It was, in the first place, road and bridge improvements that created the park--almost as an afterthought. For much of the first two decades of the twentieth century, the city of Cleveland had planned and then constructed Bulkley Boulevard (today, the west Shoreway) and then the Detroit-Superior Bridge, thereby providing more direct access for Clevelanders living on the east side to travel to Edgewater Park on the west side. To address anticipated congestion from traffic coming off the new bridge near West 25th Street, the city purchased, and in 1917 razed, several buildings on Detroit and Vermont Avenues, immediately west of West 25th, using part of the cleared land to create a fan-shaped entrance way onto Bulkley Boulevard. The land that was left over after the fan-shaped entrance way had been created? Well, little thought was apparently given to it until 1921, when near west side Councilman Michael H. Gallagher came along and decided that the remnant land should be a park serving as a memorial to Bernard "Brick" Masterson.
Gallagher, a Republican, had been elected Ward Eight Councilman--the ward that then encompassed much of the near west side, in 1917, defeating three-term incumbent Democrat, William J. Horrigan. Gallagher owed much of his electoral success to Brick Masterson, the Republican ward leader. Masterson, who also was owner of a popular saloon at 1313 West 25th Street, was known on the west side as "Mayor of the Angle"-- perhaps due to his success in turning out the Republican vote in 1909, which contributed significantly to the stunning defeat that year of Cleveland's most famous mayor, Tom L. Johnson. Nine years after Johnson's defeat, and just four months after he engineered Michael Gallagher's remarkable victory in November 1917 over incumbent Councilman Horrigan, the 44-year old Masterson tragically died in 1918 from a fall he suffered on St. Patrick's Day.
While other politicians likely forgot the colorful ward leader soon after his very public funeral, Councilman Gallagher did not.

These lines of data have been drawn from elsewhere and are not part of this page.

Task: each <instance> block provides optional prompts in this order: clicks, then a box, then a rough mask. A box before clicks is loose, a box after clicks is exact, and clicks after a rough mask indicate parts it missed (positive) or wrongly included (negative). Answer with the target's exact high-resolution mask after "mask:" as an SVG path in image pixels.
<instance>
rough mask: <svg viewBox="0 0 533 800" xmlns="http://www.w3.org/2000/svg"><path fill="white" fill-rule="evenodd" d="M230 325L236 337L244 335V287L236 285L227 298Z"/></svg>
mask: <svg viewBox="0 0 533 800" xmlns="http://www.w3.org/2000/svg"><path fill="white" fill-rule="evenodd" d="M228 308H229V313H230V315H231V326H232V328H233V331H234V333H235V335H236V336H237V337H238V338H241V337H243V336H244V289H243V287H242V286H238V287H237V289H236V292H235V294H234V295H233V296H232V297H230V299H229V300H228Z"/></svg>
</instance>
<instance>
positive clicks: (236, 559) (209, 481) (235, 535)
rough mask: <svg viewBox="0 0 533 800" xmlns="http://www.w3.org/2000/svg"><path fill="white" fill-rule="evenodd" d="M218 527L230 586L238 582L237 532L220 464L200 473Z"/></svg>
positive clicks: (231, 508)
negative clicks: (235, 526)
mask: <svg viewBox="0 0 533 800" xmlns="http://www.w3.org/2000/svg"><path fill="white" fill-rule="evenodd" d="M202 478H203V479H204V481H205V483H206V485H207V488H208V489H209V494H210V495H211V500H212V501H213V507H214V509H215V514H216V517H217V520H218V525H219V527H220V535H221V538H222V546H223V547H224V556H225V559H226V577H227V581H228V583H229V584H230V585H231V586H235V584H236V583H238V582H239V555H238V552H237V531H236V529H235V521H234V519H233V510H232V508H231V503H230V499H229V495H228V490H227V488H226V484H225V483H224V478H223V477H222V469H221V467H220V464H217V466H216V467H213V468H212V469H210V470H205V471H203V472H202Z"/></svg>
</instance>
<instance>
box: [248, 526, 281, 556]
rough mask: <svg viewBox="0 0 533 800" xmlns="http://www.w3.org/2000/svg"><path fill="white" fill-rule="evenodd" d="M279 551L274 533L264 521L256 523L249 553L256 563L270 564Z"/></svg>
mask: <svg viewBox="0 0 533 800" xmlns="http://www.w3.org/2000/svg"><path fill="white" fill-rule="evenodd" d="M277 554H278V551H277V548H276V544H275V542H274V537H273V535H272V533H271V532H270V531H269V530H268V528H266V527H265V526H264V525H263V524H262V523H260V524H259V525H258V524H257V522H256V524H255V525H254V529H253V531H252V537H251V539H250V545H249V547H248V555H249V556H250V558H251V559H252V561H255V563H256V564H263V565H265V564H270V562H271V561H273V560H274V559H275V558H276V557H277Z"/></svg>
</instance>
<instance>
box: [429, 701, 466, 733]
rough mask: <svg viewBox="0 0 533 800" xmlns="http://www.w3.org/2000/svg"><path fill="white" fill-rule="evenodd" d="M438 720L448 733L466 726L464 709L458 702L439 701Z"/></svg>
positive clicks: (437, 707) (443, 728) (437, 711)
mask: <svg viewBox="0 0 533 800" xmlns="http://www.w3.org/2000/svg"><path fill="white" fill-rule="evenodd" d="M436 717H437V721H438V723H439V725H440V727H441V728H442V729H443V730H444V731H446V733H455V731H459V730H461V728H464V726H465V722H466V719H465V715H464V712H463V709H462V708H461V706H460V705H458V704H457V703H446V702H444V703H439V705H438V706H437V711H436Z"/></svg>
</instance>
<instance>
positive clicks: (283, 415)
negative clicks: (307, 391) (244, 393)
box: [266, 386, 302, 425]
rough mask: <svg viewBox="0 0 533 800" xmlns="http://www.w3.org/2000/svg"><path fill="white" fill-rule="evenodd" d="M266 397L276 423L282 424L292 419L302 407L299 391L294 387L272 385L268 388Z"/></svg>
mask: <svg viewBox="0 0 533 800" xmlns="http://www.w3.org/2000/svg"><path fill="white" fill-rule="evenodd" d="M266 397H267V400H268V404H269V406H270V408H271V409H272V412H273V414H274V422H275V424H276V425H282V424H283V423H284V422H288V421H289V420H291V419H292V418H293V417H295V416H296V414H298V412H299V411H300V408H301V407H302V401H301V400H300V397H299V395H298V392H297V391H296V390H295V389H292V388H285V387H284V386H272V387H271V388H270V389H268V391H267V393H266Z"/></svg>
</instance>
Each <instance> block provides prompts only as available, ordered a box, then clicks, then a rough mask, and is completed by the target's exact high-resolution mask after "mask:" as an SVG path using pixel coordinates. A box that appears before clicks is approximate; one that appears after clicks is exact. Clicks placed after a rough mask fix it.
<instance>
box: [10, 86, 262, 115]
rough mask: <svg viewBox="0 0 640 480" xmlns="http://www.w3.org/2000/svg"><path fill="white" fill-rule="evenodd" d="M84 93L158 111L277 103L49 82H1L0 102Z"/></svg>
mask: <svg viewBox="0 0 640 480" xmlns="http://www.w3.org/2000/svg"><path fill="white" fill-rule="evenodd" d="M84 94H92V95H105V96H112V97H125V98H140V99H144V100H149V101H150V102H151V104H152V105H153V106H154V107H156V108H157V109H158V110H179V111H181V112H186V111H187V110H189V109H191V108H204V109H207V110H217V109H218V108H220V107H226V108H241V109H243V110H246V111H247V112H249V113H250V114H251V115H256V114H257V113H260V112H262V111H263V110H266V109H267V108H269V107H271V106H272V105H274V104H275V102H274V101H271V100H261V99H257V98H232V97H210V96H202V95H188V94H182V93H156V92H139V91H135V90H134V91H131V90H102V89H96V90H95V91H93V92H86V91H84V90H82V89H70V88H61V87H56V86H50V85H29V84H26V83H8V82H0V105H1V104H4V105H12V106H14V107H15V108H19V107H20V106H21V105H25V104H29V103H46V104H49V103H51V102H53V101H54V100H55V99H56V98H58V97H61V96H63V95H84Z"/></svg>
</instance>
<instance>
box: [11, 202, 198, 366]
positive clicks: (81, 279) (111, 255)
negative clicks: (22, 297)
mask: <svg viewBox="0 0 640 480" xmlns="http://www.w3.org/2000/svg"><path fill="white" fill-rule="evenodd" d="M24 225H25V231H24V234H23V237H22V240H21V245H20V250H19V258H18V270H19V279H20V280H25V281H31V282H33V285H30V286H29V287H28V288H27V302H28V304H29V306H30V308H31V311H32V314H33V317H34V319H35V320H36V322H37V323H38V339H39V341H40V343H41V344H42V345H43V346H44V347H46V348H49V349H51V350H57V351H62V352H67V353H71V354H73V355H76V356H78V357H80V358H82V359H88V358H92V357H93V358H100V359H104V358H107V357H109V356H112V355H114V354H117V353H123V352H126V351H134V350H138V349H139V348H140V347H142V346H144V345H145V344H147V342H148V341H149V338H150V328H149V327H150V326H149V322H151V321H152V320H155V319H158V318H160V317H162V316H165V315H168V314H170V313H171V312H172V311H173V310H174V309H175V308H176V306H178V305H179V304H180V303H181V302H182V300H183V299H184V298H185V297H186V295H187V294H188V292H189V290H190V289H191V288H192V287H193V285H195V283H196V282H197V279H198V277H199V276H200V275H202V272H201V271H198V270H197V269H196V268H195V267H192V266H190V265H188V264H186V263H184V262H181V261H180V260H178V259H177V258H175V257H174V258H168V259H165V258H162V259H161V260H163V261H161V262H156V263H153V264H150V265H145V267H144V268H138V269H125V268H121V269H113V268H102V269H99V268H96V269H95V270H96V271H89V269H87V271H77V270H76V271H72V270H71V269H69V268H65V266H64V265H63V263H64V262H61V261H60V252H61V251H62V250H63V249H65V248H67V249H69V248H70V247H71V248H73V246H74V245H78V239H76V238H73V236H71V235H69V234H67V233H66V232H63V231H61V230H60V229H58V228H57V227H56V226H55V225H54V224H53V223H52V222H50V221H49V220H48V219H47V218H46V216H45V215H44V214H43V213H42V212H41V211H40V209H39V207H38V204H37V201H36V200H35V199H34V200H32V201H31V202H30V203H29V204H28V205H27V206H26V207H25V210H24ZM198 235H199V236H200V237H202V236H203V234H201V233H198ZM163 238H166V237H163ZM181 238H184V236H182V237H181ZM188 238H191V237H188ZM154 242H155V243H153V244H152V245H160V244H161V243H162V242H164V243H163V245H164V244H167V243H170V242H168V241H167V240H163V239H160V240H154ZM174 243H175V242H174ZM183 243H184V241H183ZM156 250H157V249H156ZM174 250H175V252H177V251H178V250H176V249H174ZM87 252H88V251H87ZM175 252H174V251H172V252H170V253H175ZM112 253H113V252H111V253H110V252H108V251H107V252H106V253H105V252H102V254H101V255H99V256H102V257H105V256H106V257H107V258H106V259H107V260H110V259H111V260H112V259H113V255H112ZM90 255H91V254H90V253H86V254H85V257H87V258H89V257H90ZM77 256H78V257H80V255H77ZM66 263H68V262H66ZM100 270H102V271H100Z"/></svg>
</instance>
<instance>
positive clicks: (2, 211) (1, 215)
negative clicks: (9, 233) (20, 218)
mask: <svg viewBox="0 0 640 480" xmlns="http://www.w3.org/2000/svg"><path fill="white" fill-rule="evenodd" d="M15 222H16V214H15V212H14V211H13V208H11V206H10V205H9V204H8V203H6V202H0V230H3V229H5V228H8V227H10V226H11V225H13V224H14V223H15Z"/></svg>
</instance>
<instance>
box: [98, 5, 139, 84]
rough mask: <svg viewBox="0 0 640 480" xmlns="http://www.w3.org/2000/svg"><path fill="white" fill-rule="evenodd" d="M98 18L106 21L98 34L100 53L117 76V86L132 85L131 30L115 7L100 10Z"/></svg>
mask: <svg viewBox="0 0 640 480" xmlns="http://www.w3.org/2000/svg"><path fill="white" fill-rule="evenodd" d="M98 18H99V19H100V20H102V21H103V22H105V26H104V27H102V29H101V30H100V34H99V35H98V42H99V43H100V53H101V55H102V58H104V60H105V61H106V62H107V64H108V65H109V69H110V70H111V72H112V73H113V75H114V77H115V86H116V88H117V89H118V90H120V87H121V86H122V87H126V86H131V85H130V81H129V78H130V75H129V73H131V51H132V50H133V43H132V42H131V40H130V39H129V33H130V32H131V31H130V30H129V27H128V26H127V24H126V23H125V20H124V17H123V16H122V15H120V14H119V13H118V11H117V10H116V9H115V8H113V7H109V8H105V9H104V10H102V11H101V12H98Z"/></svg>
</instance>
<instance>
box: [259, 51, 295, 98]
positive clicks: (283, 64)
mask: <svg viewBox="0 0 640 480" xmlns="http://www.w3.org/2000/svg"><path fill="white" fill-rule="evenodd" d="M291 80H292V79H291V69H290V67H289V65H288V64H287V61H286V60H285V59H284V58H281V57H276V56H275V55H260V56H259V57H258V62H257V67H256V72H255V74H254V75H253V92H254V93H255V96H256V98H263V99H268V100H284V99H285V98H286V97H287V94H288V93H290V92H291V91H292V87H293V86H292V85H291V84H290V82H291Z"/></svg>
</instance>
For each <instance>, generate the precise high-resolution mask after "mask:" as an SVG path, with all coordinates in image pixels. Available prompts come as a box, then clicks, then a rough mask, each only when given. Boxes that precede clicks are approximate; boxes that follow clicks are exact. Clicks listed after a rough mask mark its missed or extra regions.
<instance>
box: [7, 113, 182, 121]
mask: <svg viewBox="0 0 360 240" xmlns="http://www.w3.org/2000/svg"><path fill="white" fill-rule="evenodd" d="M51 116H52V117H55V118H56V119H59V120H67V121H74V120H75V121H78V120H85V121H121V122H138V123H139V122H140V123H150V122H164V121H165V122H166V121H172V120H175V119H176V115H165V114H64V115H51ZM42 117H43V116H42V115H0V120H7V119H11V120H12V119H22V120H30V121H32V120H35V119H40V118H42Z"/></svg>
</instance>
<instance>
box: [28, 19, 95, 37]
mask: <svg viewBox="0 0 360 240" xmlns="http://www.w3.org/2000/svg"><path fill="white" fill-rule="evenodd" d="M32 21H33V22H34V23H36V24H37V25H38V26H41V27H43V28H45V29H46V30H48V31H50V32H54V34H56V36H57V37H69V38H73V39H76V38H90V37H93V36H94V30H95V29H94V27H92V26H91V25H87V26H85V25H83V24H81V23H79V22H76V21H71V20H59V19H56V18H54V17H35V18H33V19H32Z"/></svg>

In 1921, several years after the entrance way to Boulkley Boulevard at West 25th and Detroit had been created, he successfully sponsored legislation to make that small leftover piece of land a park named "Masterson Square." And while some may have poked fun at the little park, as the Plain Dealer did in an article published in 1926, for decades Masterson Square served as a gathering place for community events in the historically Irish Old Angle neighborhood. As late as 1944, it was the site of a gala fundraising event for the new memorial chapel at nearby St. Malachi Catholic Church. And then, apparently, as time passed, and the ethnic composition of the neighborhood changed, the park lost its public identity as a memorial to Brick Masterson.
In the year 2000, eight decades after the park had been first named as the result of one Cleveland councilman's efforts, another Cleveland councilman came along-- Ward 14's Nelson Cintron, who decided that it would be a great idea to honor boxing great Jimmy Bivins by naming the park--which was by this time apparently only known to city officials as the "Detroit-West 25th Street park," after him.
James Louis "Jimmy" Bivins, an African American whose family moved from Georgia to Cleveland in 1921 during the Great Migration, was one of the city's best boxers ever, fighting both as a light heavyweight and as a heavyweight. His professional career lasted from 1940 to 1955, during which time he amassed a record of 86-25-1. During the years of World War II, he won the "duration" championship--awarded when Joe Lewis and others were away in the service , both in the light heavyweight and heavyweight classes. Bivins retired from boxing in 1955, but afterwards he became a trainer at the Old Angle Gym, which for many years was located in the Campbell Block, a building catty-corner across the street from Masterson Square. There, Bivins not only trained young men--many of whom came from impoverished areas of the near west side, but he also became a partner in the operation of the gym, contributing his money as well as his time to keeping the gym going, at a time when many Cleveland boxing gym owners were hanging up their gloves for good. After the Campbell Block was torn down in 1975, Bivins moved the gym first to the West Side Community House at West 30th Street and Bridge Avenue, and then in 1978 to St. Malachi School, where he taught boxing to kids there until 1996 when old age and personal tragedy ended his career as a trainer.
On October 4, 2000, Cleveland City Council passed Councilman Cintron's sponsored legislation to name the little park at the corner of West 25th and Detroit Avenue "Jimmy Bivins Park." But no plaque or other signage was ever put up to identify the park. And so it remained for fifteen years until 2015, when a redevelopment proposal came before the City that included the land upon which the park was located. During the redevelopment review process, the City not only learned that the proposal included land that was a city park, but also that the park had been named on two different occasions in honor of two different legendary Clevelanders. City officials are now considering the possibility of upgrading the park, and, hopefully, once and for all, resolving its name.